Cock Fighting Pits In Chipperfield Fact Or Fiction?
Chipperfield Within Living Memory
PLEASE – we need your help to locate the exact site of the pits used for cock fighting in the village. Did your parents or grandparents tell you anything about them? Do we have a site of historical importance in Chipperfield which merits recognition? If you do have any information, please reply now as we may have a golden opportunity to do something about it!
On page 13 of her book about Chipperfield, Miss Liddle in her reminiscent walk from the Windmill to the Two Brewers, says that in the days before the church was built (1837/38), there used to be a well used cockpit on either side of the track on this lonely piece of the common. Long standing residents of the village say that the area was called Two Dells because there was a pit on either side of the road just about where it floods today. Many say that they were cock fighting pits, but was this known before Miss Liddle’s book was published around 1945? We must acknowledge the fact that she interviewed many people to find her information.
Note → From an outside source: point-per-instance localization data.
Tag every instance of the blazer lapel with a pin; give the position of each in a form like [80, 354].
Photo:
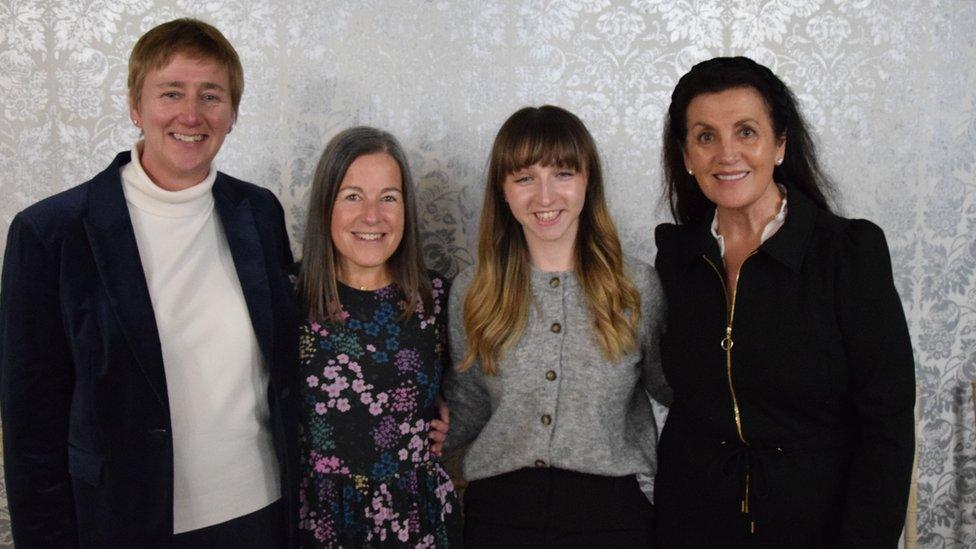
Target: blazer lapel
[113, 245]
[244, 241]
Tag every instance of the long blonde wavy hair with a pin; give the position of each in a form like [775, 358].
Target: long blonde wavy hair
[496, 306]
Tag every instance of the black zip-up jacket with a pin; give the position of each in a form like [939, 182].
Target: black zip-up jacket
[795, 427]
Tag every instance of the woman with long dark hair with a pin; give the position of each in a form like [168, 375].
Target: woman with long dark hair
[786, 346]
[371, 354]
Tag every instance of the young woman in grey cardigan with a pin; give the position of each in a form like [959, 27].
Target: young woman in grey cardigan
[555, 336]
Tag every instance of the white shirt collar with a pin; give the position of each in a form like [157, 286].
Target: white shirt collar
[140, 191]
[768, 231]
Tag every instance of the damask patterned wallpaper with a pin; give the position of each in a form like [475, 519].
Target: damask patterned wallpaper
[890, 88]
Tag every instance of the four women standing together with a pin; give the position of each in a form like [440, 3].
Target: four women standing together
[770, 326]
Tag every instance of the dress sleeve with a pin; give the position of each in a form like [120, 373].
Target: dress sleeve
[653, 314]
[882, 377]
[464, 391]
[36, 381]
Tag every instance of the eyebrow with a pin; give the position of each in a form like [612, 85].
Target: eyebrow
[360, 189]
[179, 84]
[738, 123]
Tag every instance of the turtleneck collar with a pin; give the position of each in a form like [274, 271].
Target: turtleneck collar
[142, 193]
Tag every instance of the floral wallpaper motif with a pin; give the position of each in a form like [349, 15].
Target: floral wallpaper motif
[889, 87]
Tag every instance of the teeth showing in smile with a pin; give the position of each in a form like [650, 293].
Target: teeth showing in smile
[369, 236]
[730, 176]
[187, 138]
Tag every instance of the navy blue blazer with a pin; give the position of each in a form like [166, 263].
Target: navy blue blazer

Chris Saunders recalls that the dell on the church side was 8 to 10 yards across and 10 to 12 feet deep and that he used to run up and down there with his playmate, George Durrant. The pit on the allotment side was not so deep. Chris estimates that it would have taken 100 tons of soil to fill them up (5 x 20 ton lorry loads.). He says that they would have had to go down to 30 feet to find chalk and sizeable flints, so they could not have been dug for this purpose.. He is not aware that they were ever used as cock pits. Remarkably, Chris has a very clear memory of being shown a cock fighting pit by his father in about 1922. It was in the Two Brewers meadow behind the clubroom used by the boxers, just beyond the bottom of the gardens of the flint cottages and adjacent to the burnt down Two Brewers Barn near the Old Post Office. It consisted of 3 sides of a wooden framework with an indentation in the middle of it.
Cock fighting was particularly popular on Shrove Tuesday and the stakes, which were often quite high, could be not only for money but also for a fat pig or a sheep. The 2 year old fighting cocks were given a special diet, had their skin toughened with massages of ammonia or alcohol, their feathers trimmed and their combs cropped to prevent injury. By 1849 anyone found keeping a fighting cock or letting a pit could be fined £5, so the once popular sport died out, but there were still illegal fights taking place.